KENYA – Kenya has registered a 91% decline in dairy products exports in the second quarter of the year to 20,984 kilogrammes compared to 233,132 kilogrammes exported in the first quarter due to COVID-19 disruptions and low production.

According to a status report by the Kenya Dairy Board (KDB), January saw 46,725 kg sold with February recording sales of 81,682 kg and March is said to be the best month with 94,725 kg of dairy products processed and exported to the Middle East and West African markets.

The good start was disrupted by the COVID-19 pandemic with the country registering the worst decline in May at 5,169 kg while June recorded 5,488 kilogrammes, reports Business Daily.

“Despite a good start, milk deliveries have declined since the onset of the coronavirus pandemic in March, falling by three per cent in the first six months of 2020 compared to the same period last year, where the greatest drop was between April and July 2020 at five per cent,” said KDB managing director Margaret Kibogy.

Milk volumes marketed in the formal market dropped from 63.4 million litres in January to 40.2 million litres in June.

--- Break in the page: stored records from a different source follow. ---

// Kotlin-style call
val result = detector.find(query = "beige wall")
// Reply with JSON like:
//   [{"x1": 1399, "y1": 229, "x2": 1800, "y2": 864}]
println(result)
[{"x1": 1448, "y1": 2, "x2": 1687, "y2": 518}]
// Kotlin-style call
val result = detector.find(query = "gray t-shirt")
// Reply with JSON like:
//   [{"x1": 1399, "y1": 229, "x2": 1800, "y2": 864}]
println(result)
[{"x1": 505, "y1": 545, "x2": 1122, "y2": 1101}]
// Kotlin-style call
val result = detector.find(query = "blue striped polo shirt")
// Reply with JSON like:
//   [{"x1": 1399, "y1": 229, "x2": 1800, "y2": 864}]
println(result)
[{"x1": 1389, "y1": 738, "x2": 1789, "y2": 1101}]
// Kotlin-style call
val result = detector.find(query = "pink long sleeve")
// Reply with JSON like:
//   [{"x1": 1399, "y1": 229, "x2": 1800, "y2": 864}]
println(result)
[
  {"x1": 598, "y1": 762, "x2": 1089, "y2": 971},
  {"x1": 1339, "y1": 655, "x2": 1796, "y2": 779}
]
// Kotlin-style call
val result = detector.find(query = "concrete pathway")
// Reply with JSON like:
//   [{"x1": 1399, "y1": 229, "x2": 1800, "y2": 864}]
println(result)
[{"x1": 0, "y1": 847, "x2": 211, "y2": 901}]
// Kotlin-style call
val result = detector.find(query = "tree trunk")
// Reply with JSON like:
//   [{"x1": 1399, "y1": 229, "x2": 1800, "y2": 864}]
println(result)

Ms Kibogy has revealed that the industry has a 4.2 million litres daily processing capacity but only 1.34 million litres or only 31 per cent is being utilised thus calling for heightened utilisation.

Under the Cash Cow Initiative, KDB is seeking to open up vast chunks of public land for fodder cultivation by resident dairy co-operative that will also be trained on bulking and silage making, thereby ensuring a round the year availability of feeds for dairy animals.

She said major investments in the purchase of milk coolers had also raised availability of cooling facilities in the country to 3.4 million litres per day, but that farmers were using only 37 per cent capacity (1.26 million litres).

Kenya had 47 licensed processors as at December 2019, having increased from 26 in operation in 2018.

Milk price changes

The falling supplies have however resulted in an increase in the farm gate price of milk.  State-owned, dairy processor New KCC has increased its price from Sh33 per litre to Sh42.

Brookside, privately owned processor has also upped its price of milk by 17 per cent to Sh40 per litre.

John Gethi, Brookside’s director of milk procurement, said the price review had been necessitated by a change in the prevailing market conditions in the dairy value chain.

The rise in producer price signals high cost for consumers as processors will have to recover the higher cost through the retail market.

However, normal production is expected to pick up in October with the onset of the short rains.

At the same time, grain millers have scaled down on milling creating a shortage of the by-products for animal feeds manufacturers, pushing up the price of the key supplements and setting stage for higher cost to farmers.

Maize and wheat millers have cut down on processing because of unmoving stocks of maize flour on the shelf that has left them stuck with huge quantities of unsold products.